#!/usr/bin/env python3
# Copyright (c) Meta Platforms, Inc. and affiliates.
#
# This source code is licensed under the MIT license found in the
# LICENSE file in the root directory of this source tree.

r"""
Bivariate conditioning algorithm for approximating Gaussian probabilities,
see [Genz2016numerical]_ and [Trinh2015bivariate]_.

.. [Trinh2015bivariate]
    G. Trinh and A. Genz. Bivariate conditioning approximations for
    multivariate normal probabilities. Statistics and Computing, 2015.

.. [Genz2016numerical]
    A. Genz and G. Tring. Numerical Computation of Multivariate Normal Probabilities
    using Bivariate Conditioning. Monte Carlo and Quasi-Monte Carlo Methods, 2016.

.. [Gibson1994monte]
    GJ. Gibson, CA Galsbey, and DA Elston. Monte Carlo evaluation of multivariate normal
    integrals and sensitivity to variate ordering. Advances in Numerical Methods and
    Applications. 1994.
"""

from __future__ import annotations

from typing import Any, Optional, TypedDict
from warnings import warn

import torch
from botorch.utils.probability.bvn import bvn, bvnmom
from botorch.utils.probability.linalg import (
    augment_cholesky,
    block_matrix_concat,
    PivotedCholesky,
)
from botorch.utils.probability.utils import (
    case_dispatcher,
    get_constants_like,
    ndtr as Phi,
    phi,
    STANDARDIZED_RANGE,
    swap_along_dim_,
)
from botorch.utils.safe_math import log as safe_log, mul as safe_mul
from linear_operator.utils.cholesky import psd_safe_cholesky
from linear_operator.utils.errors import NotPSDError
from torch import LongTensor, Tensor
from torch.nn.functional import pad


class mvnxpbState(TypedDict):
    step: int
    perm: LongTensor
    bounds: Tensor
    piv_chol: PivotedCholesky
    plug_ins: Tensor
    log_prob: Tensor
    log_prob_extra: Optional[Tensor]


class MVNXPB:
    r"""An algorithm for approximating Gaussian probabilities `P(X \in bounds)`, where
    `X ~ N(0, covariance_matrix)`.
    """

    def __init__(self, covariance_matrix: Tensor, bounds: Tensor) -> None:
        r"""Initializes an MVNXPB instance.

        Args:
            covariance_matrix: Covariance matrices of shape `batch_shape x [n, n]`.
            bounds: Tensor of lower and upper bounds, `batch_shape x [n, 2]`. These
                bounds are standardized internally and clipped to STANDARDIZED_RANGE.
        """
        *batch_shape, _, n = covariance_matrix.shape
        device = covariance_matrix.device
        dtype = covariance_matrix.dtype
        perm = torch.arange(0, n, device=device).expand(*batch_shape, n).contiguous()
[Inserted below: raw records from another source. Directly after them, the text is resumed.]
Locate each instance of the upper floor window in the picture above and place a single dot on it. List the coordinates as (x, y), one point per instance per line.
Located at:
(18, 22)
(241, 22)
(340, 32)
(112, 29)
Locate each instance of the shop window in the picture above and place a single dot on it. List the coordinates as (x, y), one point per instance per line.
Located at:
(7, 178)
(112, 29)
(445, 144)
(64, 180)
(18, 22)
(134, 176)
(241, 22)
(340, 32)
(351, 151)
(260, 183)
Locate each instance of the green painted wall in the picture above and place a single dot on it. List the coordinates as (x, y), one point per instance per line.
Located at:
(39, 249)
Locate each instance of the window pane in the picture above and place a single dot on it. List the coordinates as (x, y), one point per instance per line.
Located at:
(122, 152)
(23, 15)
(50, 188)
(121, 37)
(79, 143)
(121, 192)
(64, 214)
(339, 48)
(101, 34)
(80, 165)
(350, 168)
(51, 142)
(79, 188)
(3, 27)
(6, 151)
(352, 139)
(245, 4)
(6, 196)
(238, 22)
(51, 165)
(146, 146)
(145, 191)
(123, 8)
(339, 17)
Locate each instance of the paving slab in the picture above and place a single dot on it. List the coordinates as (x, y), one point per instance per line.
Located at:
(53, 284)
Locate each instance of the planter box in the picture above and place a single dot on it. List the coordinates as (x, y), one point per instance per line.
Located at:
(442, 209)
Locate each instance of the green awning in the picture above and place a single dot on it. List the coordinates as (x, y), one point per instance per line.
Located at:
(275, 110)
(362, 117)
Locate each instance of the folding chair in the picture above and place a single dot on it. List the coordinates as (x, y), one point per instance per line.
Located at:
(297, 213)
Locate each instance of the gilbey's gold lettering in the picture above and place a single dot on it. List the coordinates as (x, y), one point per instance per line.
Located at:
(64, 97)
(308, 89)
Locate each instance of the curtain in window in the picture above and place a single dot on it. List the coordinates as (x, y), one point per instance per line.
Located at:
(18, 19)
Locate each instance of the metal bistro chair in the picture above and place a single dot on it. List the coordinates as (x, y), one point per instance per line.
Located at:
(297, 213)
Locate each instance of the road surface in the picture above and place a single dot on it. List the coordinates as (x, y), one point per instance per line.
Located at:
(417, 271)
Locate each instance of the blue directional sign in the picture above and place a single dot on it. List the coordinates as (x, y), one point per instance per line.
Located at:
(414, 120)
        # Standardize covariance matrices and bounds
        var = covariance_matrix.diagonal(dim1=-2, dim2=-1).unsqueeze(-1)
        std = var.sqrt()
        istd = var.rsqrt()
        matrix = istd * covariance_matrix * istd.transpose(-1, -2)
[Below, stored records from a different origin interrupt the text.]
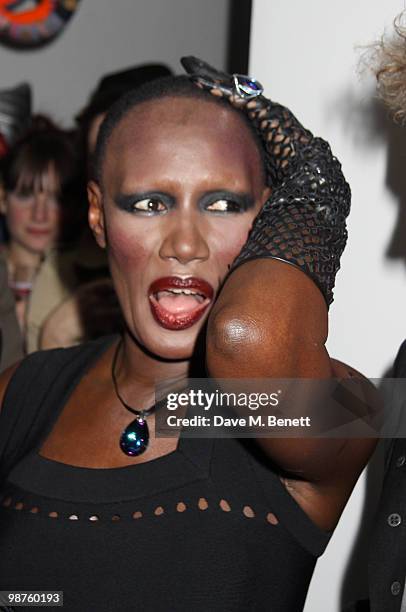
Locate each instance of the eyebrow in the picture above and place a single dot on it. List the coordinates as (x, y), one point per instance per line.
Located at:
(244, 199)
(126, 200)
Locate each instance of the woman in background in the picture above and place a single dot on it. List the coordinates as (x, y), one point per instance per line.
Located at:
(39, 190)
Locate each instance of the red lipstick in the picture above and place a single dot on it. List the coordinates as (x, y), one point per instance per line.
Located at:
(178, 303)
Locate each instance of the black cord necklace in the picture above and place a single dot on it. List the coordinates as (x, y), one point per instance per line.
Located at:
(134, 439)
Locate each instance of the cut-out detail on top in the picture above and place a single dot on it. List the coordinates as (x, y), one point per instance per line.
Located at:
(202, 504)
(224, 505)
(181, 507)
(271, 518)
(248, 512)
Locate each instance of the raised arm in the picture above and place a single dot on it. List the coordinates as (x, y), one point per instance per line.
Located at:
(271, 317)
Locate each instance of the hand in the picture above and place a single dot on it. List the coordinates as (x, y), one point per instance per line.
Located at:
(304, 221)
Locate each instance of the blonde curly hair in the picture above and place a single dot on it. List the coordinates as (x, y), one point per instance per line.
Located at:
(387, 59)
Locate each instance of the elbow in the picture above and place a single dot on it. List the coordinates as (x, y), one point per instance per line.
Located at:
(233, 341)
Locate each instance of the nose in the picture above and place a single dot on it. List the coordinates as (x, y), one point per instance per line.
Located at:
(40, 208)
(184, 240)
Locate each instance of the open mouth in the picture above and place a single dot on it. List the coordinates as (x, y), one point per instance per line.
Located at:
(178, 303)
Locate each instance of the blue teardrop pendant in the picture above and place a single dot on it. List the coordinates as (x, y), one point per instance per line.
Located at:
(135, 437)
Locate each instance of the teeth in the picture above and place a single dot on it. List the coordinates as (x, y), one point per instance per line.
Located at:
(184, 291)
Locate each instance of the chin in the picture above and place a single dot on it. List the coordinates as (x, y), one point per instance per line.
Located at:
(168, 346)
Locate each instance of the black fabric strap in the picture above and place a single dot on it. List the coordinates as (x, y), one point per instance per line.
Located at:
(34, 393)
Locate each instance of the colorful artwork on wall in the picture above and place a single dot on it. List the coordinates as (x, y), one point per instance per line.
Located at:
(33, 23)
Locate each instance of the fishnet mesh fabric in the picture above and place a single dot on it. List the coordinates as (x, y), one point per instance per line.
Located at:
(304, 220)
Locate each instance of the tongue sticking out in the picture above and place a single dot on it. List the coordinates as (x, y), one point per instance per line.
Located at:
(178, 303)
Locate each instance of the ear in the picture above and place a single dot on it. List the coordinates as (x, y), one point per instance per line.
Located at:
(96, 213)
(3, 200)
(266, 194)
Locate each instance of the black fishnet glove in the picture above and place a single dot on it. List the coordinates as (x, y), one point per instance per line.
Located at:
(303, 222)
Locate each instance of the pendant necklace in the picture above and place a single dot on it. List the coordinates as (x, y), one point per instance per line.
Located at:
(134, 439)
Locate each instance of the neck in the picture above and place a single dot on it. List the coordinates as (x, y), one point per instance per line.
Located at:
(145, 370)
(19, 256)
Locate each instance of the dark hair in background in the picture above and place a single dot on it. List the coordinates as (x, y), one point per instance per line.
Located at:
(174, 86)
(44, 145)
(112, 86)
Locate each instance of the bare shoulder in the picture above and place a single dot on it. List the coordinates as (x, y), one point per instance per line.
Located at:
(5, 378)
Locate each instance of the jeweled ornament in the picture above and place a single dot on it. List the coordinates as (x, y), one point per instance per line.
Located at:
(135, 437)
(246, 86)
(134, 440)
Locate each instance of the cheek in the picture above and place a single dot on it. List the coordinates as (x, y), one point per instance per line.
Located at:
(127, 247)
(17, 217)
(228, 241)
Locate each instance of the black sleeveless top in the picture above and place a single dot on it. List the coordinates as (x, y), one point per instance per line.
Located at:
(207, 527)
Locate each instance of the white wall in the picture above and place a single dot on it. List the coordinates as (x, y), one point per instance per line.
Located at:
(305, 54)
(106, 35)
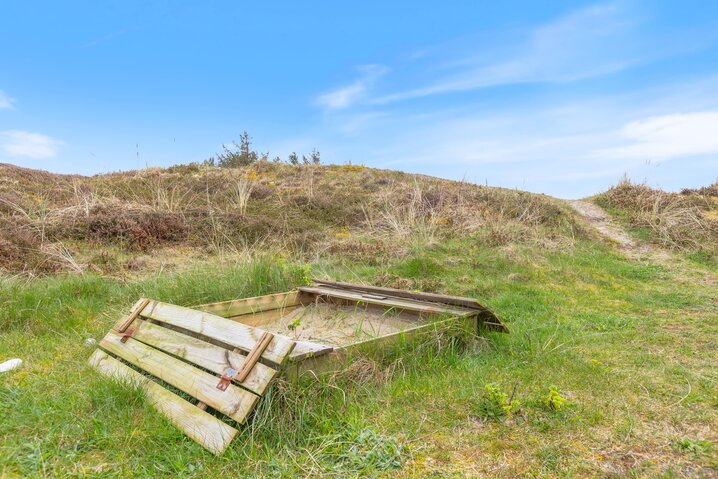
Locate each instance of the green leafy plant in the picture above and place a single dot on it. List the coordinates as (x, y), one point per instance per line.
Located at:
(554, 401)
(695, 446)
(361, 450)
(495, 404)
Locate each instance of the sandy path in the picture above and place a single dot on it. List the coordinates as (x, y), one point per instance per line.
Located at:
(638, 250)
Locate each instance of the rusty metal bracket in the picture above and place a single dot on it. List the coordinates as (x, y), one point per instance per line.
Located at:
(127, 334)
(247, 365)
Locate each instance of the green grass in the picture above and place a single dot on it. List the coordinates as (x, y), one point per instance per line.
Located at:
(630, 346)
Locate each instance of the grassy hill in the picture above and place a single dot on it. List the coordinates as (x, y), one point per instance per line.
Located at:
(118, 222)
(629, 344)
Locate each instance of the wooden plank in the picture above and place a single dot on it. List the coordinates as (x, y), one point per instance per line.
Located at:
(209, 356)
(209, 431)
(125, 322)
(238, 307)
(253, 357)
(400, 293)
(485, 315)
(221, 329)
(235, 402)
(398, 303)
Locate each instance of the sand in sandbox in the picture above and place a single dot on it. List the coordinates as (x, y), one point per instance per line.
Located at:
(340, 325)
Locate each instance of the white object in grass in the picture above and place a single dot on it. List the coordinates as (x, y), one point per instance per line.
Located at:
(10, 364)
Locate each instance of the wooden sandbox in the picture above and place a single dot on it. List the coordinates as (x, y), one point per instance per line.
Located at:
(222, 356)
        # Clip first to avoid differentiating through `istd * inf`
        bounds = istd * bounds.clip(*(std * lim for lim in STANDARDIZED_RANGE))

        # Initialize partial pivoted Cholesky
        piv_chol = PivotedCholesky(
            step=0,
            perm=perm.clone(),
            diag=std.squeeze(-1).clone(),
            tril=matrix.tril(),
        )
        self.step = 0
        self.perm = perm
        self.bounds = bounds
        self.piv_chol = piv_chol
        self.plug_ins = torch.full(
            batch_shape + [n], float("nan"), device=device, dtype=dtype
        )
        self.log_prob = torch.zeros(batch_shape, device=device, dtype=dtype)
        self.log_prob_extra: Optional[Tensor] = None

    @classmethod
    def build(
        cls,
        step: int,
        perm: Tensor,
        bounds: Tensor,
        piv_chol: PivotedCholesky,
        plug_ins: Tensor,
        log_prob: Tensor,
        log_prob_extra: Optional[Tensor] = None,
    ) -> MVNXPB:
        r"""Creates an MVNXPB instance from raw arguments. Unlike MVNXPB.__init__,
        this methods does not preprocess or copy terms.

        Args:
            step: Integer used to track the solver's progress.
            bounds: Tensor of lower and upper bounds, `batch_shape x [n, 2]`.
            piv_chol: A PivotedCholesky instance for the system.
            plug_ins: Tensor of plug-in estimators used to update lower and upper bounds
                on random variables that have yet to be integrated out.
            log_prob: Tensor of log probabilities.
            log_prob_extra: Tensor of conditional log probabilities for the next random
                variable. Used when integrating over an odd number of random variables.
        """
        new = cls.__new__(cls)
        new.step = step
        new.perm = perm
        new.bounds = bounds
        new.piv_chol = piv_chol
        new.plug_ins = plug_ins
        new.log_prob = log_prob
        new.log_prob_extra = log_prob_extra
        return new

    def solve(self, num_steps: Optional[int] = None, eps: float = 1e-10) -> Tensor:
        r"""Runs the MVNXPB solver instance for a fixed number of steps.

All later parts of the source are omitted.